The tools for our need for collaboration, alignment, and team communication have been around us for many years now. But I am not sure how far these tools help the teams build their product capabilities—the intelligence, judgement, and thoughtfulness that product teams need in the products.
For example if I am having a questionable experience in a product whether in using the dashboard, or internal search, or building campaigns, or lists—I might have struggled in the same use case, and for the same reason if they had not used Figma or Slack or Jira or Miro. There can be exceptions but I suspect they will be rare—by and large, almost none of the tools in modern tech stack build the product sense and product capability of the teams.

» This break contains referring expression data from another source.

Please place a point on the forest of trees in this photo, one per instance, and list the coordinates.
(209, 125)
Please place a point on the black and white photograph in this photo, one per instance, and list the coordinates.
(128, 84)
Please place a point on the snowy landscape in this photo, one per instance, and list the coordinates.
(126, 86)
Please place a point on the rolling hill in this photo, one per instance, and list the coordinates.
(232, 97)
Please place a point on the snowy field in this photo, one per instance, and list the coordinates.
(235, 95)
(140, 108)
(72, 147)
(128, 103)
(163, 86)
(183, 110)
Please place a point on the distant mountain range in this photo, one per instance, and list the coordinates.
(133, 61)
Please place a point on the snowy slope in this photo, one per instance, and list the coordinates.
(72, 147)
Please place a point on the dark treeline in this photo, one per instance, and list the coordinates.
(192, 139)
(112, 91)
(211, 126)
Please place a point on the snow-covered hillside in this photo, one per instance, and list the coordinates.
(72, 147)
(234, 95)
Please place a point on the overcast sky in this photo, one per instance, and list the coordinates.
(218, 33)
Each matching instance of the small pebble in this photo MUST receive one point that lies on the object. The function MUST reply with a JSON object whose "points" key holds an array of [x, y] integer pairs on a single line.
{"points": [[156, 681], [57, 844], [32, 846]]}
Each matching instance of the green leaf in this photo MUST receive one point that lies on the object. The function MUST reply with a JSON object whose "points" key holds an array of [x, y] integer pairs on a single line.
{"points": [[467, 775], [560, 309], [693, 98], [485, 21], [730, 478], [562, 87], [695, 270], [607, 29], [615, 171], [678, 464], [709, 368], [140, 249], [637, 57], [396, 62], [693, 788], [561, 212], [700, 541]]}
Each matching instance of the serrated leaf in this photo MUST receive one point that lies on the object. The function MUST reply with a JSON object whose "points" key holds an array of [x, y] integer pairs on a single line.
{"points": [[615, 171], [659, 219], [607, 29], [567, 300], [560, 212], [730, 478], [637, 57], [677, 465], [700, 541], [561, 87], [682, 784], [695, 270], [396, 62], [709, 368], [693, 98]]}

Depending on the tool’s core value to the team, this intelligence could be the domain intelligence, the product intelligence, market intelligence, data intelligence, customer intelligence, engineering intelligence, design intelligence, or a combination of these. There is an opportunity to build the product sense capability in the teams—as a possible extension of their current promises.
While finding some products in the product intelligence category, I found Cortext and they talk about building engineering intelligence (see embedded demo here). I have not seen it working but they might be doing it for specific business scenarios. Also, I assume that at least a few teams build their capabilities based on the insights in Cortext.
Take another example, of Amplitude. Again some teams might be building their intelligence on top of the Amplitude dashboards but this is their own proactiveness, incentive, and culture—Amplitude is not really selling the product on that value.
Building intelligence capability
What I am particularly looking for are the patterns that emerge in the interactions, the insights, and the signals and system behavior when we use any of these tools over time. (For the moment, I am talking about AI-less intelligence. We shall have a quick look at the AI-powered intelligence some other day.)
For example about the ROI of using Miro, we see references such as product analysis or the business value and ROI. These are good facilitators, enablers, or the revenue levers for the organizations. When I saw the Amplitude ROI Guide, it talks about the direct benefits as below.

This is an opportunity oversight in my opinion, and I have been trying to build some conversations in this directions, recently.
For example Linear is one such team who are thoughtful, design-centric (their interaction design practices show it), visionary, and they speak about products for the right value metrics. In one of my tweets, I talked about building product intelligence capabilities in Linear on top of their current product stories.

On another day, I spoke to a product leader who have an AI powered design audit tool. UX is so subjective to evaluate by AI, and so when I first heard of them, I was a bit apprehensive about how the tool might work. When we had a demo, I saw the promise—a comprehensive report on usability, interactions logic, inaccuracy in message, and I anticipate them doing well in this category.
In my next discussions with them, I brought up how they can identify the patterns and connect the dots to build product intelligence, as an extension of their core positioning. It really interests me when teams think big and broad, beyond the boundaries of enablement and empowerment.
Products are not hard (my comment in a LinkedIn post by Itamar Gilad).
Building a business is hard. Team products should build product intelligence capability for the users, it may not make building businesses easier but it gives a lot of confidence to the leaders—right confidence at the right time is what they often need.